Statement
The derivative of $ \sin(x) $ is:
$$ \tfrac{d}{dx}\big(\sin(x)\big) = \cos(x) $$
Proof
Take the definition of the derivative:
$$ \tfrac{d}{dx}\big(\sin(x)\big) = \lim_{h \to 0} \left(\frac{\sin(x + h) - \sin(x)}{h}\right) $$
Use the angle sum formula for sine to expand $ \sin(x + h) $:
$$ \tfrac{d}{dx}\big(\sin(x)\big) = \lim_{h \to 0} \left(\frac{\sin(x)\cos(h) + \cos(x)\sin(h) - \sin(x)}{h}\right) $$
Factor out $ \sin(x) $.
$$ \tfrac{d}{dx}\big(\sin(x)\big) = \lim_{h \to 0} \left(\frac{\sin(x)\big(\cos(h) - 1\big) + \cos(x)\sin(h)}{h}\right) $$
Split the limit.
$$ \tfrac{d}{dx}\big(\sin(x)\big) = \lim_{h \to 0} \left(\frac{\sin(x)\big(\cos(h) - 1\big)}{h}\right) + \lim_{h \to 0} \left(\frac{\cos(x)\sin(h)}{h}\right) $$
Factor out all factors without $ h $.
$$ \tfrac{d}{dx}\big(\sin(x)\big) = \sin(x) \cdot \lim_{h \to 0} \left(\frac{\cos(h) - 1}{h}\right) + \cos(x) \cdot \lim_{h \to 0} \left(\frac{\sin(h)}{h}\right) $$
Evaluate these limits. Use that the second limit is equal to $ 1 $ and $ \cos(0) = 1 $.
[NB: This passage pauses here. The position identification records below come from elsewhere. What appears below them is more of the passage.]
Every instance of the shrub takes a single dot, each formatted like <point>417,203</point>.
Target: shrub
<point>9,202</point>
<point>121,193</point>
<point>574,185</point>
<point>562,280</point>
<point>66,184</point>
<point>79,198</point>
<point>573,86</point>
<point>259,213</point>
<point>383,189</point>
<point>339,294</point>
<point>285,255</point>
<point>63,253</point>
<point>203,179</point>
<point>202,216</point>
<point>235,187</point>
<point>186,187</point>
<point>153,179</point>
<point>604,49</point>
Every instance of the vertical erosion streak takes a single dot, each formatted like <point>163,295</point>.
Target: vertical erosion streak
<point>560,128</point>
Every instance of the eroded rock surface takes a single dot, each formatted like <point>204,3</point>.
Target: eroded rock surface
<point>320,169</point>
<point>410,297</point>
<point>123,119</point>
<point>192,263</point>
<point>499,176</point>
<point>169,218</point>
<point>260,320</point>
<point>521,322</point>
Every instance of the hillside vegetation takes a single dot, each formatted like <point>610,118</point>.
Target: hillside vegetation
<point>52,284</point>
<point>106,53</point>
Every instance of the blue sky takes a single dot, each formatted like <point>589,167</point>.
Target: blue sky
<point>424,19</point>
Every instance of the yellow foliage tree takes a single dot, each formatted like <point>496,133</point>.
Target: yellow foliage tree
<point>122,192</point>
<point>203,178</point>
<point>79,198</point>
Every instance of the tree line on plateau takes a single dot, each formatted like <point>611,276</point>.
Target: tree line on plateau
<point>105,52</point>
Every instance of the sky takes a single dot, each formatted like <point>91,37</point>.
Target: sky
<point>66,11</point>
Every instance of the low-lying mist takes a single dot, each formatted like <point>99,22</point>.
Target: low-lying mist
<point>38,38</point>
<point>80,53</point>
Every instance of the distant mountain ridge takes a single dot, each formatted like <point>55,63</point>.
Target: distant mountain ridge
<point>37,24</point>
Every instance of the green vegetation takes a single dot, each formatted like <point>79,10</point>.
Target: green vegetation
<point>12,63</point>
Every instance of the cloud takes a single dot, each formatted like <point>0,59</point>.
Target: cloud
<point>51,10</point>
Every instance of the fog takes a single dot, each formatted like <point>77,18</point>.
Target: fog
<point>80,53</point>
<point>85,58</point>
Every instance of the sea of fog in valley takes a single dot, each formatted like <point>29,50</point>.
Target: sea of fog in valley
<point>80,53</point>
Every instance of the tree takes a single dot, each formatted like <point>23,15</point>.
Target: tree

$$\begin{aligned}\tfrac{d}{dx}\big(\sin(x)\big) &= \sin(x) \cdot \lim_{h \to 0} \left(\frac{1 - 1}{h}\right) + \cos(x) \cdot 1 \newline&= \sin(x) \cdot 0 + \cos(x) \cdot 1 \newline&= \cos(x)\end{aligned}$$